In this post, I will show you how to get started with Azure Data Factory. We will use the sample data from the AdventureWorksLT database. Please read this post on how to get access to it.
First, we will start by creating a table. I am creating this table in my AdventureWorksLT database for simplicity
CREATE TABLE dbo.FactSales ( FactSalesId int NOT NULL IDENTITY (1, 1), OrderDate date NULL, DueDate date NULL, ShipDate date NULL, OrderQty smallint NULL, UnitPrice money NULL, ProductId int NULL, ProductName nvarchar(50) NULL ) ON [PRIMARY]

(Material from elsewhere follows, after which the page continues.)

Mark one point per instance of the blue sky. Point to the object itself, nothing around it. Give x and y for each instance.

Then we will open a browser and navigate to portal.azure.com. In the search box write “Data factories” and click on it
Then click on “Add”
Fill out the name and choose a subscription and resource group. For simplicity, I am not setting up Git in this post
When you click on “Create” the Data Factory will be created in the background for you. To open your new Data Factory you can either search for it in the Azure Portal or you can go to adf.azure.com. I prefer the latter option.
Click on “Continue”
To create a connection to our database click on “Connections” and then “New”

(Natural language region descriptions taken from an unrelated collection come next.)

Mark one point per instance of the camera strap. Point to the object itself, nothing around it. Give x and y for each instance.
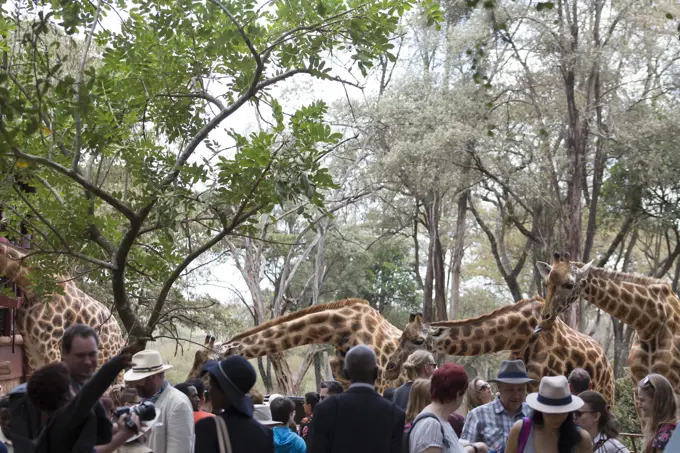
(222, 435)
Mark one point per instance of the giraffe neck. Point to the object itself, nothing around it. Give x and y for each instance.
(509, 328)
(342, 326)
(634, 300)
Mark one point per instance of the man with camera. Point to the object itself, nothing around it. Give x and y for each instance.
(174, 430)
(79, 352)
(67, 417)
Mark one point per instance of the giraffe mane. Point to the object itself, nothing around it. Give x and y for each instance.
(611, 274)
(499, 311)
(299, 314)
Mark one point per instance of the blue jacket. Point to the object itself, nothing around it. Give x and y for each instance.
(286, 441)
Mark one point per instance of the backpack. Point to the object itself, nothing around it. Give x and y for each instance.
(405, 444)
(523, 435)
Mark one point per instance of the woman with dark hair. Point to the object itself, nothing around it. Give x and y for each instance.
(230, 382)
(603, 427)
(551, 428)
(65, 415)
(311, 400)
(430, 430)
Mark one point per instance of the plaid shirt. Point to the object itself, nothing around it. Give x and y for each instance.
(491, 424)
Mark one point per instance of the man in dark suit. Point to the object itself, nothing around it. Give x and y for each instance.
(358, 420)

Search for “Azure SQL Database”
Write a name for the connection, choose SQL Server instance, fill out the user name and password and then click on “Test connection”.
It will then appear in the list of connections
In this case, I will only have one connection since I am both reading and writing to the same database.
To create a dataset click on “+” and then choose “Add Dataset”
Select “Azure SQL Database”
Create datasets for the following tables
Then add a new data flow
Choose “Mapping Data Flow”
Click on “Add source” and select DS_SalesOrderHead. Do the same again for DS_SalesOrderDetail
Click on the “+” after SalesOrderHead. Add a “Join” and configure as below
Since both datasets have several columns with the same name add a “Select” after the join. Check “Skip duplicate input” and “Skip duplicate output”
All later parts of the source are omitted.